A faint sound. He turned quickly to the control desk. There had been no contact from the Americans when the last satellite pass was due, and now it was the wrong time. He waited.

Not a flicker on the monitors.

He looked at Frank Chen. The young Chinese had his face down on his hands, exhausted. Frank was sound, very sound, with an instant flair that he suspected was at the root of the legend of oriental inscrutability. But this time Frank could be wrong. It might not be numbers they were up against, not plurality but complexity. A form of life that broke all rules. It was better to bid high, to take your first concepts to extremes and then cut back. Better than stretching and patching small ideas. It was the Irish in him, that needed extravagance as a working basis.

A skein.

That was the word. It had popped into his mind and he had thrown it at the old man before he went. Quatermass had just looked at him. Hard to know if he’d taken it in or not. There’d been no time to discuss it—the old man was obsessed with getting his survivor away—and of course the face at that age was a lot less expressive. The mask settling. You didn’t get much back from such a one.

Another faint thread of sound. Its source was hard to place.
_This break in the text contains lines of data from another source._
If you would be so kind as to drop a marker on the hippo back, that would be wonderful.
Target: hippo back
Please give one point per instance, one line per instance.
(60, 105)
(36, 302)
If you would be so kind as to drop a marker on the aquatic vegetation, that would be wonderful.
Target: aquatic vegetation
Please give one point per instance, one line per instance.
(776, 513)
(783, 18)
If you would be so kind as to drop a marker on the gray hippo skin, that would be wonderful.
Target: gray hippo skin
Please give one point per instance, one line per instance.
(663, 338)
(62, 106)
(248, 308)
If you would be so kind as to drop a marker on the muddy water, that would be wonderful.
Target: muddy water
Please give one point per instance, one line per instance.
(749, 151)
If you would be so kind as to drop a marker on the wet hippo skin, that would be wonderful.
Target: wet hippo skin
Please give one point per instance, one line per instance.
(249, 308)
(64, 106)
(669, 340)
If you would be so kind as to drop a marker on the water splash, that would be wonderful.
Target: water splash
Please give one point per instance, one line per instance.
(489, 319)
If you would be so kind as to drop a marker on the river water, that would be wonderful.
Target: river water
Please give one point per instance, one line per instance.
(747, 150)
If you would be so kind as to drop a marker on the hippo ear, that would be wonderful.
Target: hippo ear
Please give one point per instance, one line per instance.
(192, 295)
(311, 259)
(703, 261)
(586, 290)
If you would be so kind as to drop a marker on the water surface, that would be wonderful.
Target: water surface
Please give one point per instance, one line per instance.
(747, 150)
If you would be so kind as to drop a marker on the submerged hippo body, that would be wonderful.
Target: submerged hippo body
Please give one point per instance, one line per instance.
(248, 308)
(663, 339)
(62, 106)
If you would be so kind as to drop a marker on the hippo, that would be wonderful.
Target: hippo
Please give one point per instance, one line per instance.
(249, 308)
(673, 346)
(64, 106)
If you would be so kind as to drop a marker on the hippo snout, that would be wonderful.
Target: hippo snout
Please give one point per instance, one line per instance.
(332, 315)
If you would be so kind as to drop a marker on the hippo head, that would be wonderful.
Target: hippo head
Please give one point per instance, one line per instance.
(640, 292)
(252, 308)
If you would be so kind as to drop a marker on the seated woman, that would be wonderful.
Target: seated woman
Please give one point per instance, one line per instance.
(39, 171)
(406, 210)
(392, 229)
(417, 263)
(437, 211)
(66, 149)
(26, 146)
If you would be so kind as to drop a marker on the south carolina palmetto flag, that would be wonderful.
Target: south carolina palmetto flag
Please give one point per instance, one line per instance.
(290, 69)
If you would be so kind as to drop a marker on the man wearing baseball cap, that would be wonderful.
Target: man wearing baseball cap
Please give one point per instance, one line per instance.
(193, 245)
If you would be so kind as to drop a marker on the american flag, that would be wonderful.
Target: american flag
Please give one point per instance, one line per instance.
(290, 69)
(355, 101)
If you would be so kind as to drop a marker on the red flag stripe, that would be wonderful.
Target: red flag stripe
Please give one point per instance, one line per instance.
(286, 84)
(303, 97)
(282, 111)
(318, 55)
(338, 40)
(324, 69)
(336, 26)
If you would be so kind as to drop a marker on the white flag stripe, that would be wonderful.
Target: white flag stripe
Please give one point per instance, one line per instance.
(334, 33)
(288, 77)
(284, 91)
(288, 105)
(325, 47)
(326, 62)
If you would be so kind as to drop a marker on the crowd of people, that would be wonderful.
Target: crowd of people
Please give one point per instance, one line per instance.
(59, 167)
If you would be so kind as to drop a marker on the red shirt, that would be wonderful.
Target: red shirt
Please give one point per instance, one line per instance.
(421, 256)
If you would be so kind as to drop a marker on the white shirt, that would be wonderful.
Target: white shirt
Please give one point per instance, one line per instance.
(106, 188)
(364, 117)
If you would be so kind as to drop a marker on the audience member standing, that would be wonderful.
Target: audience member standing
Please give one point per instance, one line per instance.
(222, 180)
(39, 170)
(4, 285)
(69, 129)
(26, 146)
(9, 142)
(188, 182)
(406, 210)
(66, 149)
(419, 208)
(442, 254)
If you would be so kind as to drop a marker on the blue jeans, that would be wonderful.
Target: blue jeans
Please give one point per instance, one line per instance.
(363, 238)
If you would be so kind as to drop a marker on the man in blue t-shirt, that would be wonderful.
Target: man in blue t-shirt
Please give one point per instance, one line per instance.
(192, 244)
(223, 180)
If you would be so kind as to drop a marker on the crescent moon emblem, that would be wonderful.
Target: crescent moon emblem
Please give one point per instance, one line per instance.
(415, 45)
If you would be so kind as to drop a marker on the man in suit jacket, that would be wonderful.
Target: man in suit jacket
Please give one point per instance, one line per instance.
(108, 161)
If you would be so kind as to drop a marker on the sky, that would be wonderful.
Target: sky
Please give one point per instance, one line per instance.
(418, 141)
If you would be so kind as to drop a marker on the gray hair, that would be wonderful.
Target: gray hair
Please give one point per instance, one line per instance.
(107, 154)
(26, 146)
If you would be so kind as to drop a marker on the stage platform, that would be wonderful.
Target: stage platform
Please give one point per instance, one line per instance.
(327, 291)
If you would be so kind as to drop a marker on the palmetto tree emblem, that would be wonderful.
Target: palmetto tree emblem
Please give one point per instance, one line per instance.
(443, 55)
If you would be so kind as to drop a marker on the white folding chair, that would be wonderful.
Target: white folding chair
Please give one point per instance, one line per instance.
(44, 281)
He started checking the controls again.

Frank Chen stirred.

He sat shaking his head as if trying to clear his wits.

“Alison,” he said. “I think she’s come back.”

He still looked half asleep. It could get remarkably oppressive in a computer room, sealed from all sight and sound.

An odd thing to say, though.

“Well,” said Roach, “perhaps she has. She might have by now. Why don’t you go down to the huts and see?”

Chen nodded. He pulled himself to his feet.

“Don’t be too long,” said Roach. “The Yanks gave us a miss the last time but—”

Two wild figures burst in.

Young men in ponchos. As they pushed through the air-lock a great gust of sound followed them. A host of voices chanting outside.

“Heh! Heh! Heh! Heh! Heh!”

Roach was out of his seat, frantic. The young men were between him and the shotguns—

But they were running straight out again. One look had been enough for them. There was nothing they wanted here.

Roach forced his tubby body along past Frank Chen. As he got to the old ticket office the full din hit him. Through the open outer door he saw them, a whole boiling mad movement of them. He grabbed a shotgun.

“No!” It was Chen, a strange squawking cry. He pushed the gun down, almost out of Roach’s hand, and ran through the doorway.